¡Déjame en paz!

¡Déjame en paz!

Carlos Medina

23/05/2020

Hoy me he levantado nervioso y desasosegado, con aquella carencia de paz que sufría, – y contradictoriamente al mismo tiempo gozaba –  cuando estaba con ella y el ritmo de las cosas se precipitaba ya desde el amanecer porque nuestro código no escrito me imponía la obligación perenne de atenderla a cada llamada, obligación que yo cumplía con disciplinada prontitud  por miedo a fallar y a que ella se me escapara y, detrás de ella, la vida.

Con el corazón hirviendo dentro de mi pecho en ese frenesí en el que se se dan cita sin invitación el odio, el amor y la pasión, he sentido la necesidad  irrefrenable de llamarla e implorarle que, de una vez, me deje en paz.

Sentado en la cama y aún con la vista nublada de legañas, he tecleado – irritado, malediciente y con dedos temblorosos de ira – ese número de teléfono que ya ha marcado mi vida para siempre.

De nada sirve borrar a alguien de tus contactos cuando tienes grabada la secuencia de sus números a fuego y sangre en mente, cuerpo y alma. 
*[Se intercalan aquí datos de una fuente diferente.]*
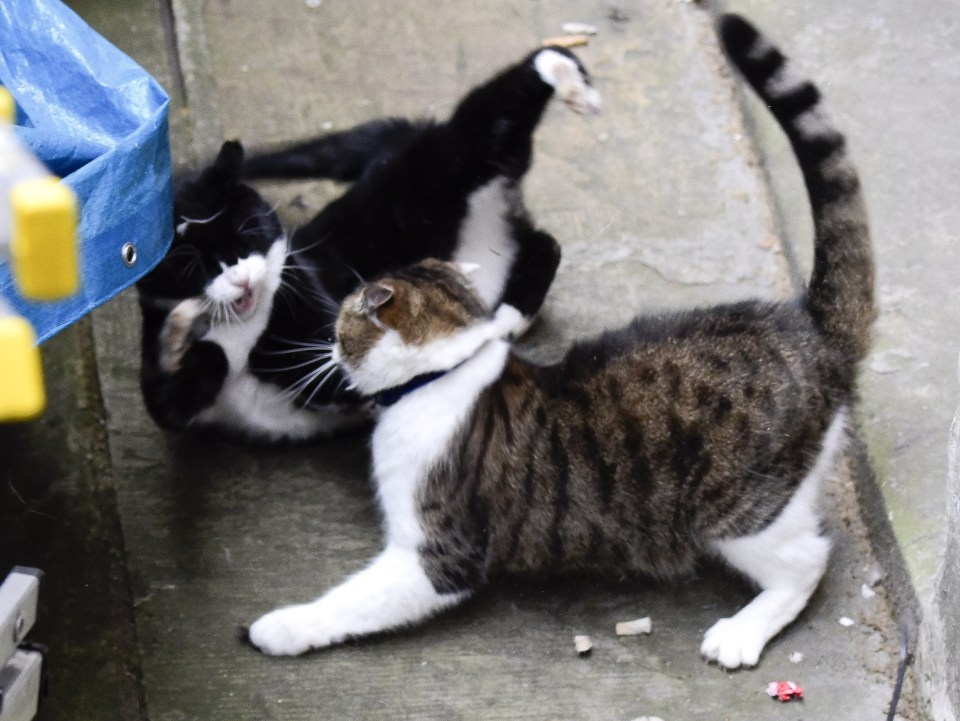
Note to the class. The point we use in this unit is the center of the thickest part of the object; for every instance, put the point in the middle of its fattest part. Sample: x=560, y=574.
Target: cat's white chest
x=485, y=238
Quería gritarle que era hora de que, de una vez y por todas, me dejase en paz y siguiésemos cada uno su camino; sentía la necesidad de acabar con todo y liberarme sabiendo que, después del sufrimiento y el desgarro, solo podía llegar la paz, y lo haría cabalgando a lomos de una placentera soledad.

Pero me detuve en seco cuando  reparé en que,  a fin de cuentas…¡ ella llevaba ya dos meses sin llamarme!

Y es que me había llamado tantas veces durante  estos años, a tantas horas y con tanta insistencia, buscando mi prueba de amor en calculadas dosis que ella se administraba cada media hora, con la cadencia con que un polluelo  clama exigiendo su alimento desde un nido, sin haber terminado aún el bocado anterior,  que ahora su silencio retumbaba en mi cabeza como una insistente llamada a gritos que me hacía imposible el olvido.

Sé que ella ya nunca volverá conmigo y que nunca dejaría que yo llenase su vida de llamadas como ella hizo con la mía.

Arrojé el teléfono sobre la cama y, asiéndome la cabeza con ambas manos, lo grité: «¡Déjame en paz de una vez!».

Hoy he entendido quién, en medio de todo este juego cruel, ha sido el gran perdedor.